3) Environment/location: This is more of a personal preference. I didn’t really bother considering this as much because by the time I narrowed down medical schools by #1 and #2, I had enough medical schools to apply to and didn’t want to take my chances whittling down the list even more. Plus, I’m not choosy with location (as long as I remain in the U.S.), and my adult-curiosity was using medical school as an opportunity to move to a new location and explore a new area. BUT for some, location is very important because it can affect how you do in medical school. That’s where you’re going to spend the next (at least) 4 years of your life eating, sleeping, learning, building connections with people and places, and connecting culturally. Do you want to be in a busy city vs. middle of nowhere, warm vs. cool weather, touristy vs. quiet suburbs, close to home vs. far away, etc.? I remember reading an applicant’s letter of interest to UC Riverside, expressing how important it was for her to remain close to home because of the connection and support she has with her family in the area. She ended up getting an interview (whether it turned into an acceptance is still unknown to me). So maybe you want to stay close to home, so you only apply to schools that are either in your home-state, or only one state away. I just applied everywhere, and basically dotted the map of the United States.

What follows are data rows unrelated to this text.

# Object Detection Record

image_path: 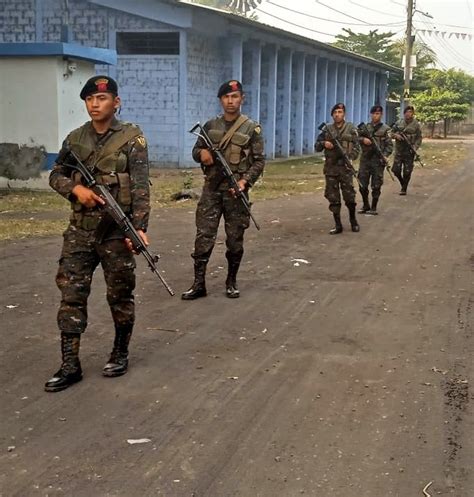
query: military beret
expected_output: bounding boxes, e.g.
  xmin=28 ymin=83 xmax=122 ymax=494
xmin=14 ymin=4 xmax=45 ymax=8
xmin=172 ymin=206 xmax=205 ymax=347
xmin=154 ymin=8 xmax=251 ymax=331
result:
xmin=370 ymin=105 xmax=383 ymax=114
xmin=79 ymin=76 xmax=118 ymax=100
xmin=331 ymin=102 xmax=346 ymax=116
xmin=217 ymin=79 xmax=243 ymax=98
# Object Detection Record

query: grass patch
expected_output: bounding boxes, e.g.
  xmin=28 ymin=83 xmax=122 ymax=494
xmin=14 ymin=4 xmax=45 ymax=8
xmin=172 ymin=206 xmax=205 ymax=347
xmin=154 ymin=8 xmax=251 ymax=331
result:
xmin=0 ymin=140 xmax=468 ymax=240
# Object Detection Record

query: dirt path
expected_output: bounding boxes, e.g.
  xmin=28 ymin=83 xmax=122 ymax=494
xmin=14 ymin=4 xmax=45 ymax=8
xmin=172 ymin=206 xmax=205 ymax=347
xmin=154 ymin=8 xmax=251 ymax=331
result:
xmin=0 ymin=144 xmax=474 ymax=497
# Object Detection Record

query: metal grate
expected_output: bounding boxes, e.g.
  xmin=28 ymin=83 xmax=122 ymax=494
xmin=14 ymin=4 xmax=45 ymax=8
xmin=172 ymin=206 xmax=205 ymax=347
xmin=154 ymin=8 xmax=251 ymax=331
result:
xmin=117 ymin=32 xmax=179 ymax=55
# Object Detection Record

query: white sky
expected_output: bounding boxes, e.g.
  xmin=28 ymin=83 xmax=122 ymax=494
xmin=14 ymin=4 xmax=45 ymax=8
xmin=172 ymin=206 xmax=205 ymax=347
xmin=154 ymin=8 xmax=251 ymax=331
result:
xmin=256 ymin=0 xmax=474 ymax=75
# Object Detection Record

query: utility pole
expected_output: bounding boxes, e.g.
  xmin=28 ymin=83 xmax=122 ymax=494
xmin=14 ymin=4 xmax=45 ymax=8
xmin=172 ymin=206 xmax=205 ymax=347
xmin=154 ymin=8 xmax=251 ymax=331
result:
xmin=400 ymin=0 xmax=415 ymax=117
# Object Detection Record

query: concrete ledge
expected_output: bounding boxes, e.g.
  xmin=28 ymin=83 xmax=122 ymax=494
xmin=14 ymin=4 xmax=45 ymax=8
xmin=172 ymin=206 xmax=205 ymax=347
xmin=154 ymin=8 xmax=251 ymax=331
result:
xmin=0 ymin=171 xmax=53 ymax=191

4) Tuition: If you need help narrowing down your list even more, then maybe consider the tuition cost of schools. I only slightly took this into account because I wanted to be cautious and have it that I apply to more schools than less, by disregarding the tuition cost. If you didn’t already know, out-of-state tuition is usually much more expensive than in-state tuition. It can be a different of a few thousand, to almost ten thousand. But if you just want to compare tuition costs for out-of-state residents, some range from ~$35,000 to upwards of ~$58,000!! So maybe narrowing down the list of schools by tuition cost isn’t such a bad idea after all. However, they say that you’ll be in so much debt, what’s a few thousand more anyways?

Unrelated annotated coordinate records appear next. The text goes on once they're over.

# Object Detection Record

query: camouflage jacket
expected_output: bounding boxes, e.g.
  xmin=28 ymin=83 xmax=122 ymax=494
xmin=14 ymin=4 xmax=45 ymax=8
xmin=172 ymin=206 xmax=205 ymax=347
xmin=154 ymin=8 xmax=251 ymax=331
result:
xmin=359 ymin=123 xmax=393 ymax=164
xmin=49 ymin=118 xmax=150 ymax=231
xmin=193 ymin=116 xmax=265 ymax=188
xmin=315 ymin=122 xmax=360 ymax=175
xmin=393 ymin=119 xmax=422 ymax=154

I know there are potentially many more factors to consider, like research opportunities, class resources, grading system (pass/fail vs. grades), prestige, student opportunities outside the classroom, etc., but you can consider these things after you have received acceptances. I think the goal here is to apply to good range of appropriate schools.
**Schools are switching to a more holistic approach to evaluating applicants, so being viewed as a “competitive applicant” means more than just the numbers. But they are still an important part to your application.